For your UK sales, you must check the cumulative total of your VATable sales (including zero-rated items) for every rolling 12-month period and register for VAT within 30 days, once this total exceeds £85,000.

Do this calculation every month, as if you tally up your sales just once a year for your accounts, you may miss this 30 day deadline. If your sales suddenly take off, you may be too busy to remember to register for VAT within 30 days. If you register later than the law demands, you can suffer a penalty.

For example, say your annual sales (accruing evenly throughout the year) are £83,000. If you increase your prices by 3% in January 2020, by 31 October 2020 your turnover in the previous 12 months will be £85,075 and you will have to register for VAT within 30 days.

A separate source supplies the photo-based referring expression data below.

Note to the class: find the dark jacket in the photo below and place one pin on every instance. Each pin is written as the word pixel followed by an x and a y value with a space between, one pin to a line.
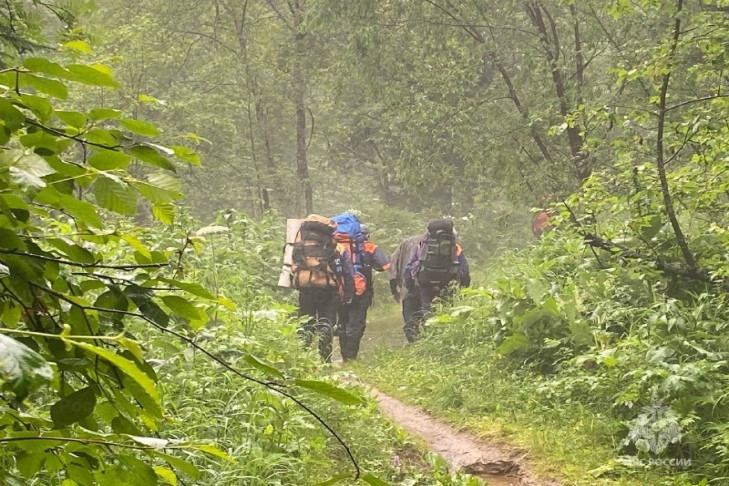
pixel 410 272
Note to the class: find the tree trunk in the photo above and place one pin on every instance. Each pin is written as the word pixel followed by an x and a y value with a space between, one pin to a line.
pixel 299 82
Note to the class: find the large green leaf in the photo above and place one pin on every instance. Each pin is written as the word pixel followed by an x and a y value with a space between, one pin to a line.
pixel 186 154
pixel 43 65
pixel 140 127
pixel 26 168
pixel 331 391
pixel 191 287
pixel 96 75
pixel 21 368
pixel 115 195
pixel 150 156
pixel 74 408
pixel 164 213
pixel 374 480
pixel 182 307
pixel 38 105
pixel 11 117
pixel 85 213
pixel 74 119
pixel 101 114
pixel 142 298
pixel 179 464
pixel 129 368
pixel 109 160
pixel 48 86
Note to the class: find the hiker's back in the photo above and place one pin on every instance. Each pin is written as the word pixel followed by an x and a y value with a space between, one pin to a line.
pixel 438 255
pixel 314 252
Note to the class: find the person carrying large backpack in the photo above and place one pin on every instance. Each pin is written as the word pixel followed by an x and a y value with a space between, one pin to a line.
pixel 366 257
pixel 322 272
pixel 410 300
pixel 436 265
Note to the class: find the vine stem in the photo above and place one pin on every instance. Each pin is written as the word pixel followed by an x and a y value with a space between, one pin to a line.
pixel 83 265
pixel 91 441
pixel 4 330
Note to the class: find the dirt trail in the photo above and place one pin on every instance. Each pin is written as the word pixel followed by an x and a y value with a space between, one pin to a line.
pixel 497 465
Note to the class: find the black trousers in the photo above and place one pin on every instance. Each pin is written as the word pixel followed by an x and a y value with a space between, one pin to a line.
pixel 411 313
pixel 321 307
pixel 352 323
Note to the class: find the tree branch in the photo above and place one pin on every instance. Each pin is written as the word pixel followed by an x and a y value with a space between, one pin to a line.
pixel 660 161
pixel 271 385
pixel 82 265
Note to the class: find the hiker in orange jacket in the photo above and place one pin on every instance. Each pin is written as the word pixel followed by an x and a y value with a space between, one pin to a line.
pixel 353 317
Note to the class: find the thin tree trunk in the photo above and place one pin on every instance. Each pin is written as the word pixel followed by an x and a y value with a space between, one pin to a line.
pixel 552 52
pixel 299 82
pixel 660 160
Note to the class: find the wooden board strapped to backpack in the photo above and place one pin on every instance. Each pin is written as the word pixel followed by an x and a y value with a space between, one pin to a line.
pixel 312 251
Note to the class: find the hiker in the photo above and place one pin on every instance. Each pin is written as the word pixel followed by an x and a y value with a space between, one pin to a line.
pixel 322 272
pixel 366 257
pixel 410 300
pixel 436 265
pixel 542 220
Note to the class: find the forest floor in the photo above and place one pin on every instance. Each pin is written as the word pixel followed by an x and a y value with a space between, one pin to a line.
pixel 494 462
pixel 497 464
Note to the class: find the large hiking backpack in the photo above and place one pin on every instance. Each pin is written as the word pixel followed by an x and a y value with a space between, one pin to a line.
pixel 349 234
pixel 313 251
pixel 438 260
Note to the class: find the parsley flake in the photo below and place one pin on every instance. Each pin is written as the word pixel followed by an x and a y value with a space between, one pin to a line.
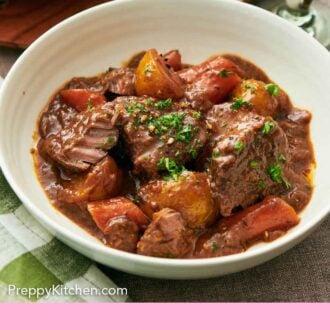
pixel 162 104
pixel 272 89
pixel 254 164
pixel 238 103
pixel 268 127
pixel 224 73
pixel 239 145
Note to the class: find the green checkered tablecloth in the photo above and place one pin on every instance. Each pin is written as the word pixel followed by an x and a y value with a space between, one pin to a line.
pixel 35 266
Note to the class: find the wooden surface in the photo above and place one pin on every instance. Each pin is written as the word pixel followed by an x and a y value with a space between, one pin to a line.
pixel 22 21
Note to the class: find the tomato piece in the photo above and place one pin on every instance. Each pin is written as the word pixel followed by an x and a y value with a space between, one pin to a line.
pixel 104 211
pixel 82 99
pixel 154 79
pixel 215 78
pixel 173 59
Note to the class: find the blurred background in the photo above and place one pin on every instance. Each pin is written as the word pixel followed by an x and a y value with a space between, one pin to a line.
pixel 21 21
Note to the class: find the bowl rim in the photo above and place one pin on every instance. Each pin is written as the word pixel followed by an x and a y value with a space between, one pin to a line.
pixel 76 238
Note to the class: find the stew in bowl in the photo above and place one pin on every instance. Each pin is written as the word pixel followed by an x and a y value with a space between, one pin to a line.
pixel 171 160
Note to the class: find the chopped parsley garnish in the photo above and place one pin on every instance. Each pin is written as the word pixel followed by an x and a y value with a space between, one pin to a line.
pixel 249 87
pixel 275 173
pixel 174 170
pixel 162 104
pixel 214 246
pixel 282 158
pixel 137 121
pixel 238 103
pixel 272 89
pixel 163 123
pixel 287 185
pixel 147 68
pixel 268 127
pixel 215 153
pixel 133 107
pixel 224 73
pixel 111 139
pixel 262 184
pixel 185 134
pixel 89 104
pixel 254 164
pixel 239 145
pixel 192 151
pixel 197 114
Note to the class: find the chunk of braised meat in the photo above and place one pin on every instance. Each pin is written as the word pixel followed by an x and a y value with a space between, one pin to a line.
pixel 154 129
pixel 57 116
pixel 245 156
pixel 167 236
pixel 210 82
pixel 190 195
pixel 82 99
pixel 301 162
pixel 122 234
pixel 264 221
pixel 102 181
pixel 248 70
pixel 59 113
pixel 83 142
pixel 118 81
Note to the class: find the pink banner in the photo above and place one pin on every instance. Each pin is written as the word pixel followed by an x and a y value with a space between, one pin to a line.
pixel 165 316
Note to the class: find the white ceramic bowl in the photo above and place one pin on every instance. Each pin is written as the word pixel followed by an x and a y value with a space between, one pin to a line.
pixel 104 36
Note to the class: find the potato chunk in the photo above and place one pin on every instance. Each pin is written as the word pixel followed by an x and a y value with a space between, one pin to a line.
pixel 104 211
pixel 263 97
pixel 190 195
pixel 153 78
pixel 102 181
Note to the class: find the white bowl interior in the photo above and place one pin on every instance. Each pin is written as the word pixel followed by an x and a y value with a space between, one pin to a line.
pixel 109 34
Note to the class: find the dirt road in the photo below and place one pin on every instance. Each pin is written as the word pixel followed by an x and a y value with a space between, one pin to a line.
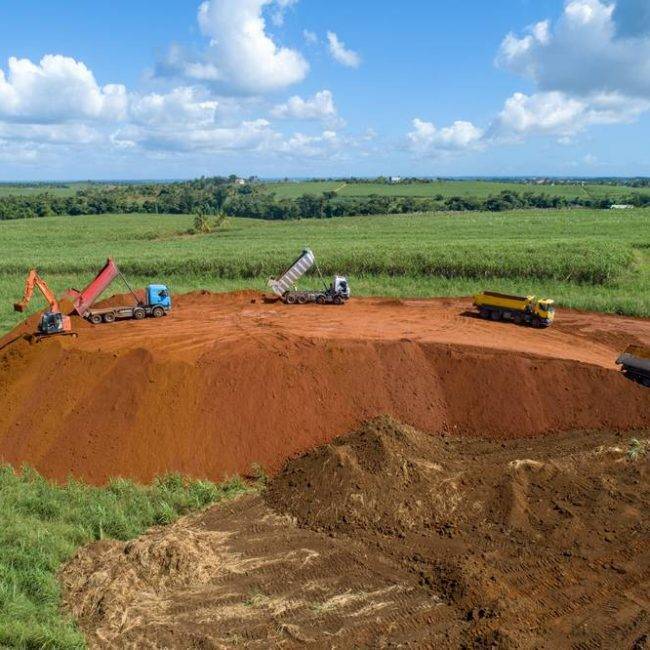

You could restrict your price increase to keep your turnover under £85,000, but if your purchase costs are increasing this will cut your profit margins. Alternatively, you could perhaps restrict your sales by taking longer holidays, if you can afford it.

Another idea is to hive off a part of your business into a separate legal entity, so that each new business has turnover under £85,000. However, this must not be an ‘artificial’ split.

The two businesses should have a bank account each, keep separate business records and file separate tax returns. Ideally, the businesses should provide different services or goods to separate groups of customers. There must be separate contracts with any common suppliers.

Many businesses, may wish to register for VAT earlier than needed. Early registration allows you to claim back VAT on your start-up expenses. You can reclaim VAT on services used within the six months before your VAT registration date, and on goods acquired within four years before that date (if they are still held at the date of registration). The VAT paid on an expensive shop refit could be lost if you delay VAT registration for too long.

However, it’s a balancing act – if you register earlier than required, you must account for VAT on sales made after your registration date that could otherwise have been VAT-free.

You can’t change the VAT registration date requested once you’ve applied to register. It’s very important to plan your VAT registration, to ensure the registration date falls at the optimum time for your business.

Businesses that sell digital services (such as eBooks or software) to nonbusiness customers in EU countries are not required to register for VAT in those EU countries, if the total value of their digital sales to other EU countries is less than £8,818, but this threshold only applies while the UK is a member of the EU.

When the UK is no longer treated as a member of the EU, you will need to register for VAT in an EU country if you sell any digital services to non-business customers in EU countries. You will also have to charge the correct rate of VAT on your digital services provided in each EU country where your non-business customers belong.

Action Point!
Check your total sales on a 12-month rolling basis.